A Louisiana woman is suing her former employer, Waffle House, and ex-supervisor, Donald Ballard, for sexual discrimination in federal court.
Charmaine Anderson, a former waitress at a Slidell, La., Waffle House, claims the restaurant chain failed to take appropriate steps against Ballard, a cook who allegedly had a reputation for harassing female employees while on the clock. Anderson also claims to have been the victim of retaliatory termination for reporting her supervisor's actions.
According to court documents, in December 2011, Ballard pleaded guilty and served jail time after sending an obscene photo of his penis to a waitress via text message while at work. He also allegedly threatened to stab Anderson with a knife when she told him that she intended to report his actions to Waffle House corporate.
The Huffington Post contacted the Slidell Police Department for information about Ballard's arrest. A public information officer told HuffPost that a summons had been issued to Ballard, but that he had not been arrested -- a claim that conflicts with the court documents.
According to the suit, which was filed on Sept. 14, Ballard had a reputation for harassing female employees and would threaten retaliation and sexual harm against employees who complained. The suit claims that Ballard did not fear discipline for his actions because he was romantically involved with his district supervisor.

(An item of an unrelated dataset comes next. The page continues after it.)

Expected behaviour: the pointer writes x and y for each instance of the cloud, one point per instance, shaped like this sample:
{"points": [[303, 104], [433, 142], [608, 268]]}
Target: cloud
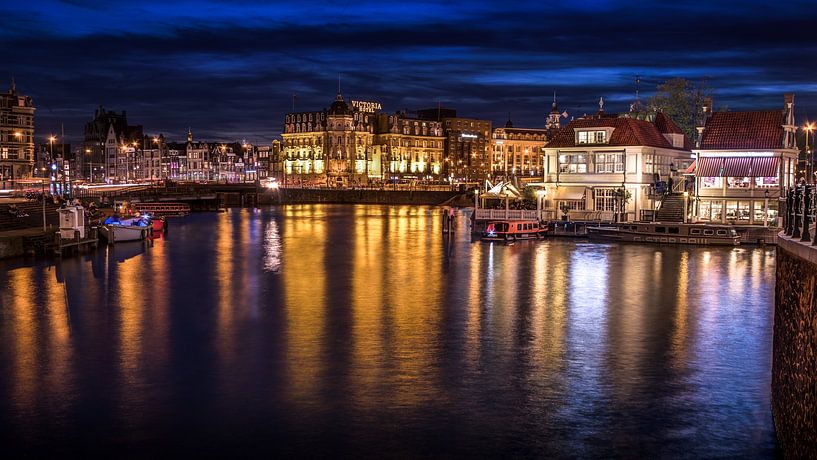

Anderson filed a sexual harassment complaint with Waffle House following Ballard's arrest, but rather than being terminated, Ballard received a transfer to a different location. No further disciplinary action has been taken against Ballard by Waffle House, the suit claims.

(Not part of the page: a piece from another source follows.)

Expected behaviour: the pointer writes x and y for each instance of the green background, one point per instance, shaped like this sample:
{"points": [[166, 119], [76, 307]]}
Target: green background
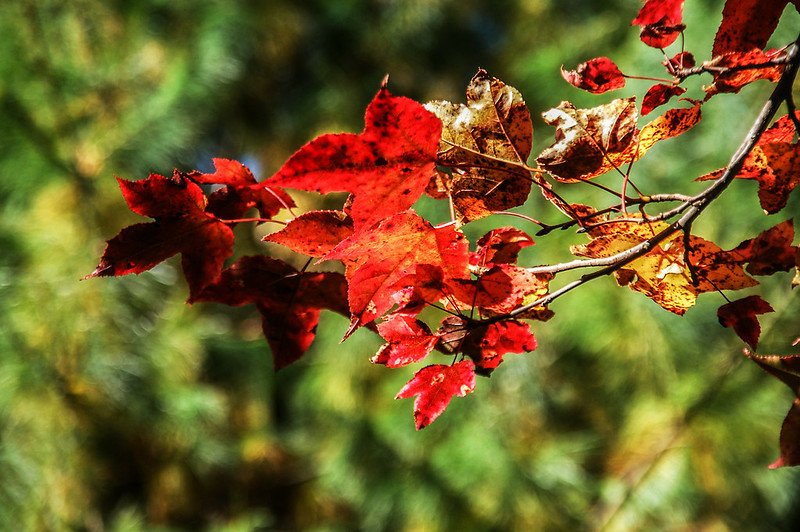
{"points": [[122, 408]]}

In March 2012, Anderson was fired for missing work. The woman had been registering her son at school and provided a note from Slidell High School in an attempt to justify her absence. This was rejected by Waffle House, and she was fired.

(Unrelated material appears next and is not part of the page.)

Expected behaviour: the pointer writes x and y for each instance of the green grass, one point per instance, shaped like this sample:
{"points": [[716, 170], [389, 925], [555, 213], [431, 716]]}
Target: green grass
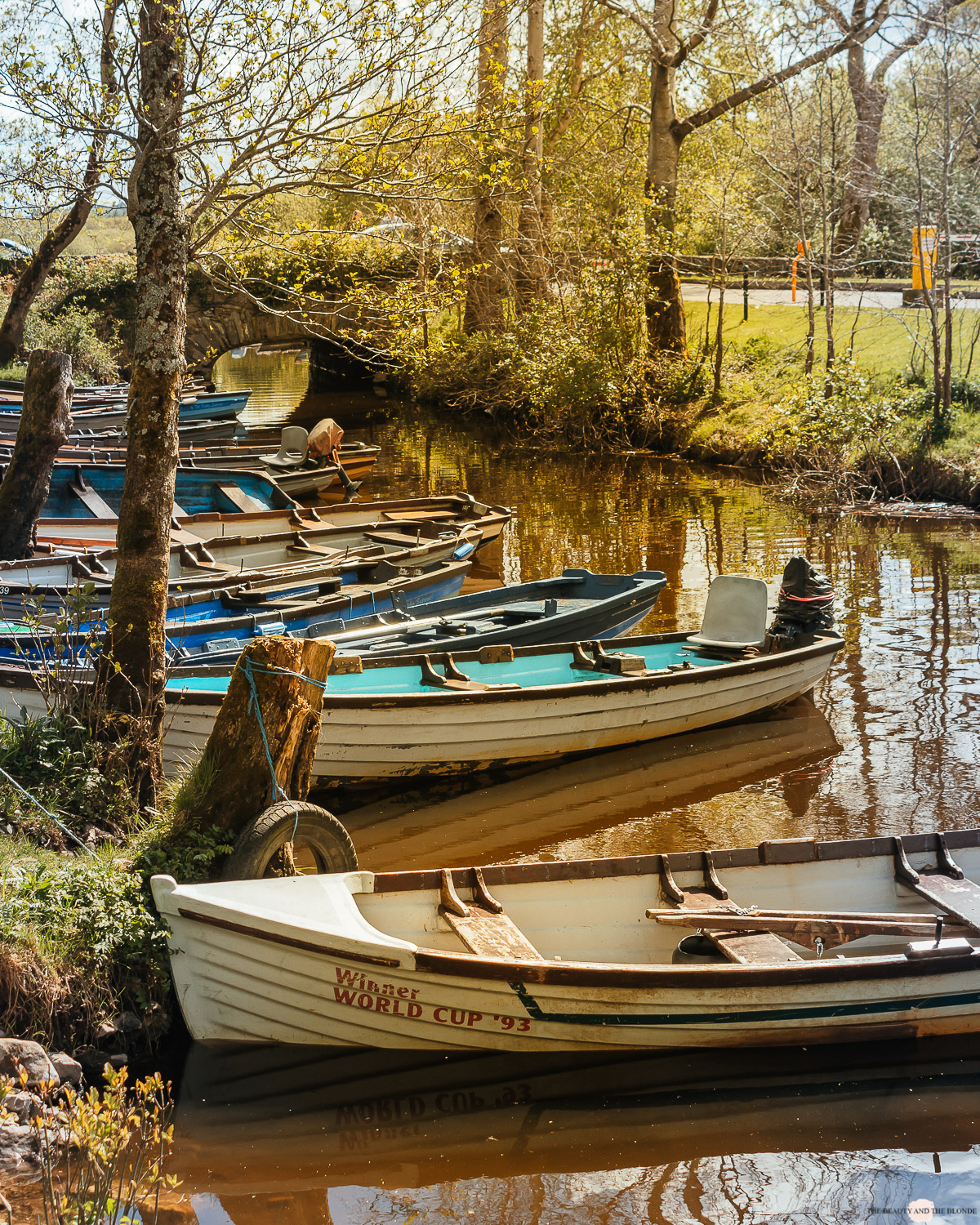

Anderson had worked at Waffle House since 2005 and had no prior disciplinary record. The suit claims that Anderson's termination was in retaliation for her sexual harassment complaint against Ballard.
The general provision of Louisiana's whistleblower law protects employees who "disclose a workplace act of practice that is in violation of state law."
This is not the first case of alleged sexual harassment at a New Orleans-area Waffle House.
In March 2011, Jennifer Pulsifer was arrested after a female co-worker claimed Pulsifer groped her several times throughout the course of a year.
In one incident, Pulsifer allegedly “ran her hand between the victim’s legs and caressed the woman’s genitals while she was bending down to pick up some change that had fallen on the floor,” a police spokesman told the Times-Picayune at the time.